My HN submission of this endeavour received no love, but I think it's worthwhile nevertheless as the Python code is not only more concise, readable and extendable, but the training's actually faster too [2].
[1] https://github.com/piskvorky/gensim/blob/develop/gensim/mode...
[2] http://radimrehurek.com/2013/09/word2vec-in-python-part-two-...
That is some amazing work, thanks!
Mikolov said that he hoped word2vec would "significantly advance the state of the art" of NLP, but really the state of the art can only advance when people can understand and manipulate the code. You're making that possible. Thank you.

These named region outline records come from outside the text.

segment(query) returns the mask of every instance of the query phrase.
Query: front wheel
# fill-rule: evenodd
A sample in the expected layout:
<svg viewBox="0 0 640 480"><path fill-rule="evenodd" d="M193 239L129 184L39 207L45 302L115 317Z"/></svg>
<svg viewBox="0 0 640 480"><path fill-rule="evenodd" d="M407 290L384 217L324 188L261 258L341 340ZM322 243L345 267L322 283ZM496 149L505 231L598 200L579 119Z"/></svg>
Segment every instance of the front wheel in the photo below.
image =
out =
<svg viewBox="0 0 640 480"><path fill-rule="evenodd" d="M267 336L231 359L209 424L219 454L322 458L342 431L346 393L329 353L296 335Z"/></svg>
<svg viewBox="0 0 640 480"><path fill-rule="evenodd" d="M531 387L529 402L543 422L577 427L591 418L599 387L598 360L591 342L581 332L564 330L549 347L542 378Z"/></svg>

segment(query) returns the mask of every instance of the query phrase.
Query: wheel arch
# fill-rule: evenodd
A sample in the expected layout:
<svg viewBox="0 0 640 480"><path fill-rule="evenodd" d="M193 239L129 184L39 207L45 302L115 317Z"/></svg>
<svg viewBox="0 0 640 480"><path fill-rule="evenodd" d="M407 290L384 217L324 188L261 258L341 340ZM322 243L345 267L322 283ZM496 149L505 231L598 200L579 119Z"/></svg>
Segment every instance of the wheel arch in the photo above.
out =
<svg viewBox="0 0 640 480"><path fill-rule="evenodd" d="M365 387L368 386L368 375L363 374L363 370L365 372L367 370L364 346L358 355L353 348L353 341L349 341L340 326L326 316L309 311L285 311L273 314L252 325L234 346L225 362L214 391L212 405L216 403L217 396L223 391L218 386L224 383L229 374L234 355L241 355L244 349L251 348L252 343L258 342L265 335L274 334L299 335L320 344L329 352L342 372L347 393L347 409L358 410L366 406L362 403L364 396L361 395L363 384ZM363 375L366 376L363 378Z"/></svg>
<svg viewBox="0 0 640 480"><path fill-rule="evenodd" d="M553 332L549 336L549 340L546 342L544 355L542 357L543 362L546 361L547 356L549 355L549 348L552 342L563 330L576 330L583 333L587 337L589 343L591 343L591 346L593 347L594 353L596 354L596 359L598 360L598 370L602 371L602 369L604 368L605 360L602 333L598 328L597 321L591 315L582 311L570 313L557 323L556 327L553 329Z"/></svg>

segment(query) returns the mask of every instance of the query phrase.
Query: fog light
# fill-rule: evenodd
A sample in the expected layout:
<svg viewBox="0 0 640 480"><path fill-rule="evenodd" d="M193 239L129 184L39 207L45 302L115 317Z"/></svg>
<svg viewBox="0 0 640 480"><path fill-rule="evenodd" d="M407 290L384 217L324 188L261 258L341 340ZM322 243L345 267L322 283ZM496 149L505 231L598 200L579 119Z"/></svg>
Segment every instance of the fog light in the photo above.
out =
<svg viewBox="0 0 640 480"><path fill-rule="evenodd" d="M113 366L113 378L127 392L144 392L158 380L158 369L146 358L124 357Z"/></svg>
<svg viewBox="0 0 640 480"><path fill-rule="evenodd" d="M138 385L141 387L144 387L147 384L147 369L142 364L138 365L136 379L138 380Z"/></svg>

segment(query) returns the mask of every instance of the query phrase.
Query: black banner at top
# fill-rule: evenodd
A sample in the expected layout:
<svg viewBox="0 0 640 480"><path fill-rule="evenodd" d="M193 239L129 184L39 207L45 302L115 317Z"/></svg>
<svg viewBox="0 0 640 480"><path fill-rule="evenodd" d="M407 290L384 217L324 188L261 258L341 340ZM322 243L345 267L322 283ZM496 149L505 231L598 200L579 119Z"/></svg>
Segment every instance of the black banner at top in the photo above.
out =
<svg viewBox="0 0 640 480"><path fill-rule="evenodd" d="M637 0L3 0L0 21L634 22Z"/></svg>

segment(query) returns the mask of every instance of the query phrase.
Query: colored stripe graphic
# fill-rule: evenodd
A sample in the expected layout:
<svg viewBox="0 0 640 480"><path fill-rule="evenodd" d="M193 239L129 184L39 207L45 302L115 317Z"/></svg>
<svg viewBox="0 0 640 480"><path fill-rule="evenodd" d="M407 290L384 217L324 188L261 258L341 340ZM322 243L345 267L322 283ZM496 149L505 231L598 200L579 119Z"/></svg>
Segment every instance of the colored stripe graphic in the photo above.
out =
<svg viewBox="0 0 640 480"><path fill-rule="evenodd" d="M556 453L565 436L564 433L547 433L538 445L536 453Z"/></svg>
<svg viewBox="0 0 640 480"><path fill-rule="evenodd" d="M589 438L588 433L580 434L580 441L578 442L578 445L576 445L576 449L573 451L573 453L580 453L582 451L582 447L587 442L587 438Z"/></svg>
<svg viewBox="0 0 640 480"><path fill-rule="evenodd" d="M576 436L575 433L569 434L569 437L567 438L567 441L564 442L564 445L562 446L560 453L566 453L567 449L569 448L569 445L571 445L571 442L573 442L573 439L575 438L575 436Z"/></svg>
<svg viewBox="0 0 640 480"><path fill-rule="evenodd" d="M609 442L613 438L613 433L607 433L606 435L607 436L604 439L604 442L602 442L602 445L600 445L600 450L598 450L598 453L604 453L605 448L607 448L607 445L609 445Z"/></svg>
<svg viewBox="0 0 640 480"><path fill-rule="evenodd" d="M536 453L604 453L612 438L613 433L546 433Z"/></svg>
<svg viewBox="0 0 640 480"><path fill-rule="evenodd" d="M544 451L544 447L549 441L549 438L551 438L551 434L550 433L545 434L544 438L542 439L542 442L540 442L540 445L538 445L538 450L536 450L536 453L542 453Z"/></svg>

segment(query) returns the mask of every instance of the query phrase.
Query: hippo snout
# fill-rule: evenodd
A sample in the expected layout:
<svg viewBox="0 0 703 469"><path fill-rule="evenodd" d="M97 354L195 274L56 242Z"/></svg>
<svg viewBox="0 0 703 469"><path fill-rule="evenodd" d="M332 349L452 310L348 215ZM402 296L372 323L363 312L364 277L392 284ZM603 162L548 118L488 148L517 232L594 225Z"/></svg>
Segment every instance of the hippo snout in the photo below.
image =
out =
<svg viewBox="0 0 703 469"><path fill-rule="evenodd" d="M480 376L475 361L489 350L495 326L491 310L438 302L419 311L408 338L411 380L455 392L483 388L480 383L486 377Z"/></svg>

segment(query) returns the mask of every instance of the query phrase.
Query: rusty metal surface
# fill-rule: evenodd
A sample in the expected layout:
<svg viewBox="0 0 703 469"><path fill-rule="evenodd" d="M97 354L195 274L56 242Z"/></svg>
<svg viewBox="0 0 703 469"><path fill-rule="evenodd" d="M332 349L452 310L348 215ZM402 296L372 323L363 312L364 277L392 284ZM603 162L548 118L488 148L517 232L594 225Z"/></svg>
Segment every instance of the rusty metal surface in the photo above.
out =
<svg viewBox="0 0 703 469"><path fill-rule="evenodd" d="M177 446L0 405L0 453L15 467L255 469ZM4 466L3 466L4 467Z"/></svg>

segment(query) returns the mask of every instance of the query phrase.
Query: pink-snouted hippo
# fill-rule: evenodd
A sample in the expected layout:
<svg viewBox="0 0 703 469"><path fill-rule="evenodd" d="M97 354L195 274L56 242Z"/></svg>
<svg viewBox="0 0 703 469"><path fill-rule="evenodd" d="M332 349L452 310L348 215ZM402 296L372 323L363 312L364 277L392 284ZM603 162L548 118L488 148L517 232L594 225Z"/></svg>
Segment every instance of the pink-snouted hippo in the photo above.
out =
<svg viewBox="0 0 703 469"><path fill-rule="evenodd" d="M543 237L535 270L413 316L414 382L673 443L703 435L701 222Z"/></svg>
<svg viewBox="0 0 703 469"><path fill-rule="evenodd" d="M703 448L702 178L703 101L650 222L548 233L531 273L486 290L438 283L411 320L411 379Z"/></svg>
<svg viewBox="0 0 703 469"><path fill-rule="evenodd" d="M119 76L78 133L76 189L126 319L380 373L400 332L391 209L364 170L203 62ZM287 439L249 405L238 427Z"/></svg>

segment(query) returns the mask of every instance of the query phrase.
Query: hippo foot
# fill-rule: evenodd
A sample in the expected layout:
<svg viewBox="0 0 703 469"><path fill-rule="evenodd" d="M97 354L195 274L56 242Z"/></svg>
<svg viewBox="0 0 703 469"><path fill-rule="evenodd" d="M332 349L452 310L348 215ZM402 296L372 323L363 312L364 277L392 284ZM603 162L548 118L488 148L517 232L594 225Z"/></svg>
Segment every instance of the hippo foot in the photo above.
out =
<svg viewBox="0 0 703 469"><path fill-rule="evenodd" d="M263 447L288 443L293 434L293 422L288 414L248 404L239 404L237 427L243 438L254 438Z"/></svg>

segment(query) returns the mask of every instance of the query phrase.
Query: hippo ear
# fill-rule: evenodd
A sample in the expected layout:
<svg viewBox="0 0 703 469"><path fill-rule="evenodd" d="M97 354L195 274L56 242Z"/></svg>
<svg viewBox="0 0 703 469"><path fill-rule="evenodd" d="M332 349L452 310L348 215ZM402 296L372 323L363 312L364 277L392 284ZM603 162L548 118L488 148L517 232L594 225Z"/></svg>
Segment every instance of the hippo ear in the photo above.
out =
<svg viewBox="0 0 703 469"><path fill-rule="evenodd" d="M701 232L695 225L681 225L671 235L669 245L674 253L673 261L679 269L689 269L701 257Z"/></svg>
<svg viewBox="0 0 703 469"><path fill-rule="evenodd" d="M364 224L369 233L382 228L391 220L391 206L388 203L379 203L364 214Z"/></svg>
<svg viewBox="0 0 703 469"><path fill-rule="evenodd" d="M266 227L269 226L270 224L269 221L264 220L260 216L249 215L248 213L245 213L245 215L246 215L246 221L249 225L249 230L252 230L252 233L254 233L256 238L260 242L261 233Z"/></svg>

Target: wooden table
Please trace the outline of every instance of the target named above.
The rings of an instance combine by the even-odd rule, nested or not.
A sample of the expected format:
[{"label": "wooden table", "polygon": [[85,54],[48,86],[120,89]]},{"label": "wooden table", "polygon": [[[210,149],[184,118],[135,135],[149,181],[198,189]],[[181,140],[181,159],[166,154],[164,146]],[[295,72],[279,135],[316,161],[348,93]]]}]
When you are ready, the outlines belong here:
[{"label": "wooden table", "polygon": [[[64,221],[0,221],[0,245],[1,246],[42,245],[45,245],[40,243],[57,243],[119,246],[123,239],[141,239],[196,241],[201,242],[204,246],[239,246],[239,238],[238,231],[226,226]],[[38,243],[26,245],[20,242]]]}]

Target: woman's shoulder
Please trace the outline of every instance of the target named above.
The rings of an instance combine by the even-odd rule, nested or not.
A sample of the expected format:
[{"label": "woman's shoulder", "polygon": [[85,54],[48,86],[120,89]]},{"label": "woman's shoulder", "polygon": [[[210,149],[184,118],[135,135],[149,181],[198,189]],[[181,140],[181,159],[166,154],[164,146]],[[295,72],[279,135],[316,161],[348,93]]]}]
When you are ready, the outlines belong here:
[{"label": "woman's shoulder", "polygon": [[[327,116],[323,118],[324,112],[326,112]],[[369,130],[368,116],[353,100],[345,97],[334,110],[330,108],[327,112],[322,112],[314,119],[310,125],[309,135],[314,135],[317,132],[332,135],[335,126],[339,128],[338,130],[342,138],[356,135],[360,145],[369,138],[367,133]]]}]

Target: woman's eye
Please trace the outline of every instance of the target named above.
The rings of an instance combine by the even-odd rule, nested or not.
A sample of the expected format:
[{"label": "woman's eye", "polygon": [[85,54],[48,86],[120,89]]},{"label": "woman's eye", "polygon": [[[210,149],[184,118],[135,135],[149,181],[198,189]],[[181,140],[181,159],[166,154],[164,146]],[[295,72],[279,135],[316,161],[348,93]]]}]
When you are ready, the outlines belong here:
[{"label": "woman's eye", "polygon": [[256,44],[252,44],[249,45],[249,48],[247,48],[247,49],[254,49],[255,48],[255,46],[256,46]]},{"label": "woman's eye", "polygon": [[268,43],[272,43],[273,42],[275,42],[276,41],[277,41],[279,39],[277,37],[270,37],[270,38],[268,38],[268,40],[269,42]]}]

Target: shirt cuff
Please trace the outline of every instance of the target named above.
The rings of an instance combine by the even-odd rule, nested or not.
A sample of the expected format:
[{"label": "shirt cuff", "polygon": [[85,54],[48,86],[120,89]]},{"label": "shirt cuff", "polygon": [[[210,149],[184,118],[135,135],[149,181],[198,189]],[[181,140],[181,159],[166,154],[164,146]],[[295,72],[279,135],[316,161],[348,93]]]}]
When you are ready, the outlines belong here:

Are there really only 1000 independent concepts in the English language?
So with 1000 continuous dimensions (typically values between -1 and 1 coded on 32 bit floats) you can encode quite a bunch of concepts and their nuances.
Note: the default dimensionality of word2vec is 100 instead of 1000. Apparently you can get better results with dim=300 and a very large training corpus. To leverage higher dimensions you need: more CPU time to reach convergence and a lot more data to leverage the added model capacity.
FWIW, 2^61 > 26^5, so even the binary vector 2^1000 has an expressive space about 2^939 times larger than 26^5 (all possible words up to 5 letters).
But yeah, the continuous dimensions can hide many more binary dimensions.
For example, 4-D rgba can be smashed into 1 continuous (or 64-bit) dimension, but that feels a bit like cheating.
So it sort of feels like 1000 64-bit dimensions is a tricky name. 64000 1bit dimensions.
And the paper itelf is a very worthwhile read: http://arxiv.org/abs/1301.3781
->math shopping reading science
I think shopping doesnt belong in this list!
->rain snow sleet sun
I think sun doesnt belong in this list!
etc.